Newsboat: New format for urls file

Created on 17 Dec 2017  Â·  15Comments  Â·  Source: newsboat/newsboat

As first discussed in https://github.com/akrennmair/newsbeuter/issues/158, moving urls file from plain text to a more sophisticated format like YAML will let us have per-feed settings (as requested in https://github.com/akrennmair/newsbeuter/issues/248, https://github.com/akrennmair/newsbeuter/issues/326, https://github.com/akrennmair/newsbeuter/issues/465, https://github.com/newsboat/newsboat/issues/77, and probably touched on in https://github.com/akrennmair/newsbeuter/issues/176). #77 is fairly recent, and there is also a related discussion on our mailing list, so I'm creating this tracking issue here now.

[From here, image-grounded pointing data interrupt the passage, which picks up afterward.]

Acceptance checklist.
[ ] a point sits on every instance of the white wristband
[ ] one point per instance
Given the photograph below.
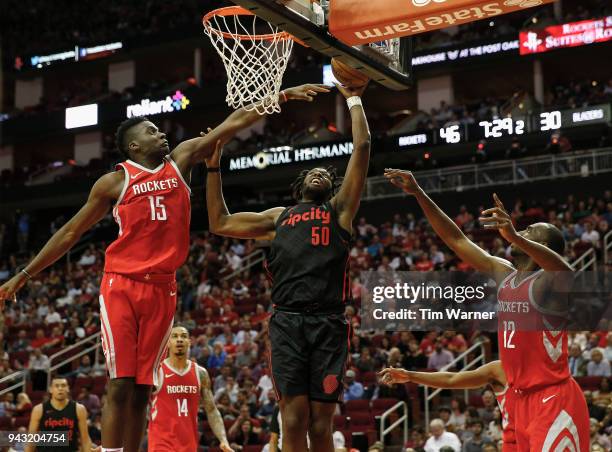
(352, 101)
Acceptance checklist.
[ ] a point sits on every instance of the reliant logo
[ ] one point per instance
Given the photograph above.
(147, 107)
(425, 2)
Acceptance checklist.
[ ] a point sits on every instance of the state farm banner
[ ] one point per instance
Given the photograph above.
(573, 34)
(363, 21)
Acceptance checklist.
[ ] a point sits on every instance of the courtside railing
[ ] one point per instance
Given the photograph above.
(248, 262)
(607, 243)
(67, 355)
(479, 360)
(507, 172)
(19, 380)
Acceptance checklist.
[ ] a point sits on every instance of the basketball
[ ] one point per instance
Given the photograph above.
(348, 75)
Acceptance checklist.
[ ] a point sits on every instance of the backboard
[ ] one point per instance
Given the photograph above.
(387, 62)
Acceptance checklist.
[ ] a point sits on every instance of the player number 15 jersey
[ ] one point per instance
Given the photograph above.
(153, 213)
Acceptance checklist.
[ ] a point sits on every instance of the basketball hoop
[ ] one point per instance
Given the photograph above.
(255, 54)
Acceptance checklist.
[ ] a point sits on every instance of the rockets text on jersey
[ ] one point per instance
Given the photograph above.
(531, 357)
(153, 213)
(174, 408)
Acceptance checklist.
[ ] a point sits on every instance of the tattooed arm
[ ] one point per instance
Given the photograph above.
(212, 413)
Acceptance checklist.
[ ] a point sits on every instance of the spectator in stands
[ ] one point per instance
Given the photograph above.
(577, 363)
(596, 411)
(88, 257)
(267, 408)
(602, 395)
(84, 369)
(365, 230)
(218, 357)
(39, 366)
(89, 401)
(487, 412)
(243, 416)
(608, 349)
(478, 439)
(353, 390)
(597, 366)
(99, 367)
(22, 343)
(590, 235)
(414, 359)
(440, 438)
(365, 362)
(457, 417)
(440, 357)
(23, 407)
(602, 440)
(245, 437)
(454, 342)
(53, 316)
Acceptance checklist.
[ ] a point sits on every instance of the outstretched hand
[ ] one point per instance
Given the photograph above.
(9, 289)
(498, 218)
(402, 179)
(214, 160)
(391, 376)
(305, 92)
(347, 91)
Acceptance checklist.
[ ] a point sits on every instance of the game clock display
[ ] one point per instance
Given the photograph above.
(510, 126)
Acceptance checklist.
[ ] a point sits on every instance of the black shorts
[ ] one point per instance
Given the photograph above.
(309, 354)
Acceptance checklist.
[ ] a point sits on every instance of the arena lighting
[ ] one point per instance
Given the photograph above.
(146, 107)
(81, 116)
(573, 34)
(76, 54)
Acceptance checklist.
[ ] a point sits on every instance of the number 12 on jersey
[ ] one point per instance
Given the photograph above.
(181, 404)
(509, 329)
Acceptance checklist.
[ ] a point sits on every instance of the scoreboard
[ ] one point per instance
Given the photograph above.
(510, 126)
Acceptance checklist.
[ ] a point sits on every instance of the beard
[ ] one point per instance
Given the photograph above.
(317, 194)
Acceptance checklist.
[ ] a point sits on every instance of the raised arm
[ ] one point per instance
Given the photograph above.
(83, 430)
(346, 202)
(191, 152)
(104, 192)
(446, 228)
(491, 373)
(212, 413)
(243, 225)
(35, 418)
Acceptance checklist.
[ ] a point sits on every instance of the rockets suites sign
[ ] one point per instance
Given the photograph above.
(363, 21)
(567, 35)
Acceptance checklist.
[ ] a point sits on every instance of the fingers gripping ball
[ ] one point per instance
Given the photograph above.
(348, 76)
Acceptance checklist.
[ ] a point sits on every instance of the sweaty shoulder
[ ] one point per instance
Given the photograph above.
(110, 185)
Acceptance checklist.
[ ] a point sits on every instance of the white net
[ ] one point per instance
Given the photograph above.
(255, 54)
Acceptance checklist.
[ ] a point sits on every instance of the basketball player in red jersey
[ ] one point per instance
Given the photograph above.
(150, 199)
(550, 409)
(307, 262)
(491, 374)
(182, 384)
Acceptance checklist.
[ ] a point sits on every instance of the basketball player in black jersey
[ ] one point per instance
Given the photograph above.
(308, 263)
(60, 414)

The first order of business is to decide on the format. Requirements Wishes are:

  • format is well-known, or at least exists already (frees us of burden of designing it; potentially some users will already be familiar with it; potentially some text editors will already have support for it);
  • there are parsers we can use;
  • as little syntax as possible (e.g. JSON has square brackets, curly brackets and commas—easy for programmers, hard for users).
enhancement

Most helpful comment

As discussed on IRC, I took a look around the world of configuration languages, there's... not much to choose from, ini and yaml are the only languages I found that fit our criteria so I'm just going to break them down so we can decide:

I'm going to comment with the mindset that they will be used only for the urls file, meaning we need to have a feed identifier (url) and some associated data whose data format varies (strings, lists etc).

INI/TOML

Pros:

  • Ini is very widely used and common in both windows and linux configuration land so users should already be mostly familiar with it.
  • Dead simple syntax
  • Tons of different parser implementations to choose from

Cons:

  • (for ini) No proper specification, TOML is an extension with much better specification
  • No support for lists/dictionaries if we ever need them (But are supported by TOML)
  • No support for nested values (TOML does support them but the syntax is quite cumbersome)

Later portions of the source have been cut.